Gremlin Snippets are typically short and fun dissections of some aspect of the Gremlin language. For a full list of all steps in the Gremlin language see the Reference Documentation of Apache TinkerPop™. This snippet is based on Gremlin 3.7.3.This snippet demonstrates its lesson using the data of the "modern" toy graph (image). Please consider bringing any discussion or questions about this snippet to Discord or the Gremlin Users Mailing List.



The dedup() step has some interesting behavior when used on a Path object and could lead to some unexpected results if not taken into consideration. The following example shows some basic usage:

gremlin> g.V().union(out().path(), out().path())
==>[v[1],v[3]]
==>[v[1],v[2]]
==>[v[1],v[4]]
==>[v[1],v[3]]
==>[v[1],v[2]]
==>[v[1],v[4]]
==>[v[4],v[5]]
==>[v[4],v[3]]
==>[v[4],v[5]]
==>[v[4],v[3]]
==>[v[6],v[3]]
==>[v[6],v[3]]
gremlin> g.V().union(out().path(), out().path()).dedup()
==>[v[1],v[3]]
==>[v[1],v[2]]
==>[v[1],v[4]]
==>[v[4],v[5]]
==>[v[4],v[3]]
==>[v[6],v[3]]

In the prior example, the dedup() step removes all of the duplicate Path objects to produce just a unique set. A small change to this traversal however could greatly alter the results for dedup(). When you label steps in Gremlin with as(), those labels are referenced in the Path object and then dedup() behaves differently as shown in the next example.
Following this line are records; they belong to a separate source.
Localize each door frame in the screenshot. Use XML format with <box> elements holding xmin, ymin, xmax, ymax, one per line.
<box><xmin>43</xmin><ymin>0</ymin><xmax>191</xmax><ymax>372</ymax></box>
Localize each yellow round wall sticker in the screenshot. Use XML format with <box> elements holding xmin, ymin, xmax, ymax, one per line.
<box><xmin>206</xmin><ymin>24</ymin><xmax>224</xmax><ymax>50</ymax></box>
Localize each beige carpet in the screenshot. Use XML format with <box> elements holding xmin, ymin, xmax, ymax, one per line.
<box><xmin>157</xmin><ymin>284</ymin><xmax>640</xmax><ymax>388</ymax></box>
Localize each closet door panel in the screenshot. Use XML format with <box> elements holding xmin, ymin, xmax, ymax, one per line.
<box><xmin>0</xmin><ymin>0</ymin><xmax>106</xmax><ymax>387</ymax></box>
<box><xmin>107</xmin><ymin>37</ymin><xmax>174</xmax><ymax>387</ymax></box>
gremlin> g.V().union(out().as('x').path(), out().path())
==>[v[1],v[3]]
==>[v[1],v[2]]
==>[v[1],v[4]]
==>[v[1],v[3]]
==>[v[1],v[2]]
==>[v[1],v[4]]
==>[v[4],v[5]]
==>[v[4],v[3]]
==>[v[4],v[5]]
==>[v[4],v[3]]
==>[v[6],v[3]]
==>[v[6],v[3]]

The dedup() step is doing equality checks on the Path object which is the Vertex (in this case) but also the labels. Even though the objects are the same, the Path objects are technically different. It’s difficult to see that in Gremlin Console, and perhaps other tools because the labels aren’t visible as part of the Path string representation. They are however accessible on the Path object itself:

gremlin> path = g.V().union(out().as('x').path(), out().path()).next()
==>v[1]
==>v[3]
gremlin> path.labels()
==>[]
==>[x]

The workaround that will ensure that the dedup() will not take labels into account is to deconstruct the Path to a List with unfold() which will strip all of the labels:

gremlin> g.V().union(out().as('x').path(), out().path()).map(unfold().fold()).dedup()
==>[v[1],v[3]]
==>[v[1],v[2]]
==>[v[1],v[4]]
==>[v[4],v[5]]
==>[v[4],v[3]]
==>[v[6],v[3]]

When working with Path objects in Gremlin, it’s important to be aware that dedup() considers both the objects and any labels attached to the path. This can lead to unexpected results where paths that appear identical in the console are treated as distinct due to differing labels. If the goal is to deduplicate solely on the objects traversed, without regard to labels, deconstruct the Path to a List before applying dedup(). Understanding this nuance can help avoid subtle bugs and ensure your traversals return the results expected.